Церковный служка явился за мной и одним махом турнул в другую жизнь. Впервые меня понесло в такие воды, где я мог утонуть, ничем и ни с одной стороны не защищенный от нападения. На мне была жилетка с бриджами, серая рубашка с галстуком, гольфы на резинках, подвернутые сверху. На мне были полуботинки и куртка, и еще в тот момент синяя фуражка. Отец Штопачем одел меня с ног до головы и бросил в новую жизнь. Он велел своей экономке проявить обо мне заботу, и заботой я был окружен. Прямо из палаты меня привезли в огромный пасторский дом, и миссис Паско первым делом заставила меня принять ванну, как будто несколько недель, проведенных в палате, уже не очистили меня от Поганого проулка. В палате меня приучили принимать ванну, но ванная в пасторском доме выглядела иначе. Мы прошли по длинному коридору и поднялись на две ступеньки. Войдя в ванную, миссис Паско сразу объяснила мне, что я должен делать. Прежде всего со спичками, привязанными… к чему же они были привязаны? Что за сооружение это было? Человек в латах? Оно, это сооружение, вполне соответствовало всему виду комнаты, которая была больше в высоту, чем в длину, с единственным узким забеленным оконцем, смотрящим в пустоту, и единственной голой лампочкой. Но главным предметом в ней был котел — медный идол, подавлявший собою все, подавлявший даже огромную ванну на четырех тигровых лапах, подавивший своим видом даже меня, на которого он смотрел сверху вниз двумя темными отверстиями и устрашающим переплетом трубок. Миссис Паско пустила воду, чиркнула спичкой, и идол загудел, заполыхал. Позднее, когда я прочитал о Талосе, медном великане, в моем воображении он приобрел именно такой же голос, такое же котлообразное медное тело.

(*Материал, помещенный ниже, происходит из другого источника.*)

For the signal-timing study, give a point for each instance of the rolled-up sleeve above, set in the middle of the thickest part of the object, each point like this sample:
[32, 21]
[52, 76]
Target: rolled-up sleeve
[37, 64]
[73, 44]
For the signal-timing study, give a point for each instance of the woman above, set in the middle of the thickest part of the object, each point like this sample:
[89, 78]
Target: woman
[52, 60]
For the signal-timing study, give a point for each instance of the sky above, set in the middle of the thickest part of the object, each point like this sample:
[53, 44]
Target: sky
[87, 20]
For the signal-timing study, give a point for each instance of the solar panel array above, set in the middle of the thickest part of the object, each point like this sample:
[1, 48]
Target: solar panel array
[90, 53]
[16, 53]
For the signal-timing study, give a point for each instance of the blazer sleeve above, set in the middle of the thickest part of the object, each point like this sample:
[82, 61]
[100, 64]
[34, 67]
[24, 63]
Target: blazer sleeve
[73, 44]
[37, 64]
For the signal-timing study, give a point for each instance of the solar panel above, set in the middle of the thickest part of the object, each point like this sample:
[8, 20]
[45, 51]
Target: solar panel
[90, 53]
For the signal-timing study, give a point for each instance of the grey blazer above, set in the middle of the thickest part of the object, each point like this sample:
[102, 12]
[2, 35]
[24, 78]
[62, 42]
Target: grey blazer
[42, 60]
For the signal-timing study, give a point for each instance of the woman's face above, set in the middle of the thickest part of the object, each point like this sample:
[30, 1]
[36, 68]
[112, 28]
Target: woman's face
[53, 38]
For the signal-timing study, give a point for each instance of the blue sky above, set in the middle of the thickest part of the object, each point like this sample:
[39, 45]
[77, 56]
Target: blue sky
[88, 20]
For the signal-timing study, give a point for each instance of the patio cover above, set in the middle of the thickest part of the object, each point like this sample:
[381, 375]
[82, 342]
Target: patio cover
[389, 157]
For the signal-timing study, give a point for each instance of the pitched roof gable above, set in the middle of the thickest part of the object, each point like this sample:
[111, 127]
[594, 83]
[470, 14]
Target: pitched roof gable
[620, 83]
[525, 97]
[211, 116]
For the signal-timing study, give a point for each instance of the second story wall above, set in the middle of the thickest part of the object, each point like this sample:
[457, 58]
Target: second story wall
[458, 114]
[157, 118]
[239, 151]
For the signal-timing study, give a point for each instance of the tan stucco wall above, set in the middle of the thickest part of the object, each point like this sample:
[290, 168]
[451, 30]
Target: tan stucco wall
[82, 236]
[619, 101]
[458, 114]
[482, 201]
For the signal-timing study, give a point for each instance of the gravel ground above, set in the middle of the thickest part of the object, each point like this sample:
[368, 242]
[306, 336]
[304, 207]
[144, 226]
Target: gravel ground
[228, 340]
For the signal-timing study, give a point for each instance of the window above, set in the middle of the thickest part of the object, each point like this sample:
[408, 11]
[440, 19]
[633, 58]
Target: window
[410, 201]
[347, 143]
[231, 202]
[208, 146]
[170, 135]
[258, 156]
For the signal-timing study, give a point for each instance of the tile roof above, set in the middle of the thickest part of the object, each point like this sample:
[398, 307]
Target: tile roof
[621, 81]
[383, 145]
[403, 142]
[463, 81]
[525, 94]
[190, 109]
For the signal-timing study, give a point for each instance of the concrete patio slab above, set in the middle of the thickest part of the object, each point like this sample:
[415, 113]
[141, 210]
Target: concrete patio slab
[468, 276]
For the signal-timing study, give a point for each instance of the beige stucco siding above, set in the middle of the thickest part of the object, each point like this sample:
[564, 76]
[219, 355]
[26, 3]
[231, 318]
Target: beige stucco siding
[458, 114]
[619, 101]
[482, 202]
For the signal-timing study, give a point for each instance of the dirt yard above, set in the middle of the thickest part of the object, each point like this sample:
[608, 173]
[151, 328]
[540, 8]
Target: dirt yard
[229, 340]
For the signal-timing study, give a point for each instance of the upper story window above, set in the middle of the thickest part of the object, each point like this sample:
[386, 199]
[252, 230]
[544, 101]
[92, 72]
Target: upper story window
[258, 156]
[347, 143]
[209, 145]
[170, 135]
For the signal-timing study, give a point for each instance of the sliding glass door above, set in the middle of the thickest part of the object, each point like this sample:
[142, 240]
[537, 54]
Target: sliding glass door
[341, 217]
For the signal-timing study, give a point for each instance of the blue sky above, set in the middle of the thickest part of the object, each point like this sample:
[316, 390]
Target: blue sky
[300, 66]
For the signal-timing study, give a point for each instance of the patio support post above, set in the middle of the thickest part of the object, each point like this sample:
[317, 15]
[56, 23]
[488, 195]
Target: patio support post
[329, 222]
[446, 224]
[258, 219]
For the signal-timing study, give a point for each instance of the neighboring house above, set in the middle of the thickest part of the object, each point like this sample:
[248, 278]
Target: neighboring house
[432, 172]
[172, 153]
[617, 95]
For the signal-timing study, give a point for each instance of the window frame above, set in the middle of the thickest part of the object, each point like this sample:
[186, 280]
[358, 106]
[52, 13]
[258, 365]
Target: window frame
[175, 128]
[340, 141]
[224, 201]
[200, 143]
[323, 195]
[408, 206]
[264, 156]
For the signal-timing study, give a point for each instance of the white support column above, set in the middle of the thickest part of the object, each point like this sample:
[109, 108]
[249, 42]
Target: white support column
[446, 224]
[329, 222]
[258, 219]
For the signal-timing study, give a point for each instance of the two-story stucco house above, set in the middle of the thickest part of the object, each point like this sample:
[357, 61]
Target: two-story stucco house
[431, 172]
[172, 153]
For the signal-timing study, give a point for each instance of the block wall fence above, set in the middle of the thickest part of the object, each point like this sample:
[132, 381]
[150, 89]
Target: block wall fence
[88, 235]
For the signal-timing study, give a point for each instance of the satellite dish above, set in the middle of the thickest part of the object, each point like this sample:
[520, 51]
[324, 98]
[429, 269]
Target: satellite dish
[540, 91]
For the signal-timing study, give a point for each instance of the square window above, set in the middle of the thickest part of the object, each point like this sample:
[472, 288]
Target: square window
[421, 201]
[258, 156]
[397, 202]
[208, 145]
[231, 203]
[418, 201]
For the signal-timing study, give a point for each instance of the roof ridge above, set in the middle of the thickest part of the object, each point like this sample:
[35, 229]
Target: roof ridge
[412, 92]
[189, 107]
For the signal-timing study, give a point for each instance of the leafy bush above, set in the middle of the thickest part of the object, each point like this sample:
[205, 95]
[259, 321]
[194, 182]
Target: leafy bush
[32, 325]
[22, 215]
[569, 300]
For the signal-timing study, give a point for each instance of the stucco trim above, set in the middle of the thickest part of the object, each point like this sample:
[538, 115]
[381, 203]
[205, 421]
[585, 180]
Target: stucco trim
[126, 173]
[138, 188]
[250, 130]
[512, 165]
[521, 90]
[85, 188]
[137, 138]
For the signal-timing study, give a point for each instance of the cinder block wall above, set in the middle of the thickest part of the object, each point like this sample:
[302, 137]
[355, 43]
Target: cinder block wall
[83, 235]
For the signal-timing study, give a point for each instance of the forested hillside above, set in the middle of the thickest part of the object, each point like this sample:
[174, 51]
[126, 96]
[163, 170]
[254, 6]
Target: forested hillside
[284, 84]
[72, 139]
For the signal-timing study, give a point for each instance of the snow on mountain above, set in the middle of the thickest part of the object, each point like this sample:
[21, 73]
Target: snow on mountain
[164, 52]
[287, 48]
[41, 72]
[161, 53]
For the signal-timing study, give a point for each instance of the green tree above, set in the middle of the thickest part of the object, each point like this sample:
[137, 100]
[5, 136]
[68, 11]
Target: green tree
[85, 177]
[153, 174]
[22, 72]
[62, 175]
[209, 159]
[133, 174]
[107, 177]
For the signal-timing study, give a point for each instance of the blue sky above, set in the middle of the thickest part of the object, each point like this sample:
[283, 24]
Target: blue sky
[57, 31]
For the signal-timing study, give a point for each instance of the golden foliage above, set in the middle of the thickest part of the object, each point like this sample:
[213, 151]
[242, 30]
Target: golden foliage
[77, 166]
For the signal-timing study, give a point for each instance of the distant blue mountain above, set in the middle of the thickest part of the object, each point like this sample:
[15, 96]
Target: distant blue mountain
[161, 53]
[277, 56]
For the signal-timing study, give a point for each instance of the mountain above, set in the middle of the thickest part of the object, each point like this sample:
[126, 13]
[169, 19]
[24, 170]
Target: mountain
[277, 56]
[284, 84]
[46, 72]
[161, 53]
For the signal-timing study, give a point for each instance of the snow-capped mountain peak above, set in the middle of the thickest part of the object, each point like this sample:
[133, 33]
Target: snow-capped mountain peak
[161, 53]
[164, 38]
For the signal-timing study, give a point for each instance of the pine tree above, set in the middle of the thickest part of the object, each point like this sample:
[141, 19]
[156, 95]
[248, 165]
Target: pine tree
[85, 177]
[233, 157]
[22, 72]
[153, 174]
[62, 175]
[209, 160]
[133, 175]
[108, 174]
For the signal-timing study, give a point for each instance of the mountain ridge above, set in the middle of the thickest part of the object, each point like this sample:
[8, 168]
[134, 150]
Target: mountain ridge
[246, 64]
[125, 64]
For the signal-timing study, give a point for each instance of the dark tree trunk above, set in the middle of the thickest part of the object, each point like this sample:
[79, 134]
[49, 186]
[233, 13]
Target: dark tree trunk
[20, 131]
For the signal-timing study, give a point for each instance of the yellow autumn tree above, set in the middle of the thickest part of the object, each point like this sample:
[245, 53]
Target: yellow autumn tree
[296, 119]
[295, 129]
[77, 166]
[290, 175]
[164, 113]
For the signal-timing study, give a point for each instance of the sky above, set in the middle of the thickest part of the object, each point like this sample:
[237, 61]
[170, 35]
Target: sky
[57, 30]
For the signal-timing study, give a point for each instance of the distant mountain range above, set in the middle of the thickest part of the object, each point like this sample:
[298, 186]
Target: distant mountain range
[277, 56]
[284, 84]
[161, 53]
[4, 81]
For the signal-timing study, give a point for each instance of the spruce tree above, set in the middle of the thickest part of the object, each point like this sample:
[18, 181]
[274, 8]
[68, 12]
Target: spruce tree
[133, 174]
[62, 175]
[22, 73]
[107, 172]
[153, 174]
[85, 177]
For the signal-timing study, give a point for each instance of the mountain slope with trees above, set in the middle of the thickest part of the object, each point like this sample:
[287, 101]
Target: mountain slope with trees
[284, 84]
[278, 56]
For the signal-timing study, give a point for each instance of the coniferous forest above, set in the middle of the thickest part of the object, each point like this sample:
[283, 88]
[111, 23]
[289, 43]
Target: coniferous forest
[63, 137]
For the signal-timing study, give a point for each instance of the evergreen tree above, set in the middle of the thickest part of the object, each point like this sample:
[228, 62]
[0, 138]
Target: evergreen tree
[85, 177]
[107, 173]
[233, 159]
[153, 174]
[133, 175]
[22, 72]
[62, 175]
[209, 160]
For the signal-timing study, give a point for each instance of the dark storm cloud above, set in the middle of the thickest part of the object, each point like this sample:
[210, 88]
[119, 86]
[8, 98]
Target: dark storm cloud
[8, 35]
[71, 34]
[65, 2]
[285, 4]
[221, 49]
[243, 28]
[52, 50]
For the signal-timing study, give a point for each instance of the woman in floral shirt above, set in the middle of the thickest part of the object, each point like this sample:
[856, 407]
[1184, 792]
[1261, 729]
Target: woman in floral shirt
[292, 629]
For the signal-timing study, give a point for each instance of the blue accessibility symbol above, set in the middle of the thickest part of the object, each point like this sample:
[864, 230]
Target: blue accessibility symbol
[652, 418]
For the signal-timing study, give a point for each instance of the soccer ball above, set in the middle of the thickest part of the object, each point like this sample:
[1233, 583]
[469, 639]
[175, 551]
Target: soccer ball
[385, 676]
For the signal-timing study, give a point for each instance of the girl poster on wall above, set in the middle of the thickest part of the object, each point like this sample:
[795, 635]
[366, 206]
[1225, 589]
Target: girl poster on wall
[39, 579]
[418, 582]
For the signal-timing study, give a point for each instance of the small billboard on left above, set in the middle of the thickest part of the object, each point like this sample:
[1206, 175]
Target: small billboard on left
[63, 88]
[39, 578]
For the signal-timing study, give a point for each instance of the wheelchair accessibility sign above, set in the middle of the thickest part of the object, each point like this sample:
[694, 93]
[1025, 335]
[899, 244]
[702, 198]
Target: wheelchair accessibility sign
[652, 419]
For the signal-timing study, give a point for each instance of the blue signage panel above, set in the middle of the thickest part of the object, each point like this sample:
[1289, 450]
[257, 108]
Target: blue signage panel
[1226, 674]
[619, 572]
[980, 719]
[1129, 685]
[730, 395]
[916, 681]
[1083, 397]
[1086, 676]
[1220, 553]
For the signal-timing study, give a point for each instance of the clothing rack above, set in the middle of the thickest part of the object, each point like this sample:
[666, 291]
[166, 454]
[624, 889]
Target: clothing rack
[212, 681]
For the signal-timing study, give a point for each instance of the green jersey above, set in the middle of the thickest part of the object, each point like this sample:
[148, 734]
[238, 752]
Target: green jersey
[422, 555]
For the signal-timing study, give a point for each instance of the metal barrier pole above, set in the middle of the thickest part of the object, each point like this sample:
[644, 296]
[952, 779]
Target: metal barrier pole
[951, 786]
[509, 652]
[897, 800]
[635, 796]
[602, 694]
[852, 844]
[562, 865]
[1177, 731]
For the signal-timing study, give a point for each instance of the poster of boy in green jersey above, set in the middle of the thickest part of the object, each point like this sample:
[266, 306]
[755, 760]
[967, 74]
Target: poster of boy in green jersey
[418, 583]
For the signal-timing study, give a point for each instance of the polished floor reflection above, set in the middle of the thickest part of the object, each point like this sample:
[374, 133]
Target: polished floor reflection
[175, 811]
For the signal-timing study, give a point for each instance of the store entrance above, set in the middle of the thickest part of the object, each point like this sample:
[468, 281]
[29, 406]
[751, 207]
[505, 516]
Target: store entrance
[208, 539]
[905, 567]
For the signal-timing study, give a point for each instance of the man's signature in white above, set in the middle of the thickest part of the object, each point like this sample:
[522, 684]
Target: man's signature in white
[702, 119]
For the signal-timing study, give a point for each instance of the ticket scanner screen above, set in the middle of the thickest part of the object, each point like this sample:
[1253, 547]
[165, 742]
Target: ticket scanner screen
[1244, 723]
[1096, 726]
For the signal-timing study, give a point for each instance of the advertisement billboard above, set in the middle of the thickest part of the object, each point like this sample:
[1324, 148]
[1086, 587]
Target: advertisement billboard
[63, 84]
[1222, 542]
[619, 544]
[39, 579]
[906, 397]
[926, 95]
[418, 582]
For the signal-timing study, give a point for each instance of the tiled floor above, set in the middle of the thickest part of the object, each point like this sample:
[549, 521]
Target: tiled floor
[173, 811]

Но тогда, когда я увидел это чудище впервые, я просто дико перепугался, и миссис Паско осталась со мной до тех пор, пока не наполнилась ванна, вокруг электрической лампочки не образовался нимб из струившегося с потолка пара, а желтые стены покрылись капельками, словно исходя от жары потом. Когда в ванну натекло достаточно воды — по мне так мало: ведь в утробе человечек погружен с головой, — миссис Паско выключила газ и воду, показала мне задвижку на двери и удалилась. Я закрыл дверь на задвижку, разместил мои новые вещи на стуле и полез в ванну, с опаской поглядывая на Талоса. Присев на корточки — полтела над водой, — я, коченея, разглядывал желтую полоску, тянувшуюся по дальней стенке ванной.

вернуться

16

Зд. — в целом (фр.).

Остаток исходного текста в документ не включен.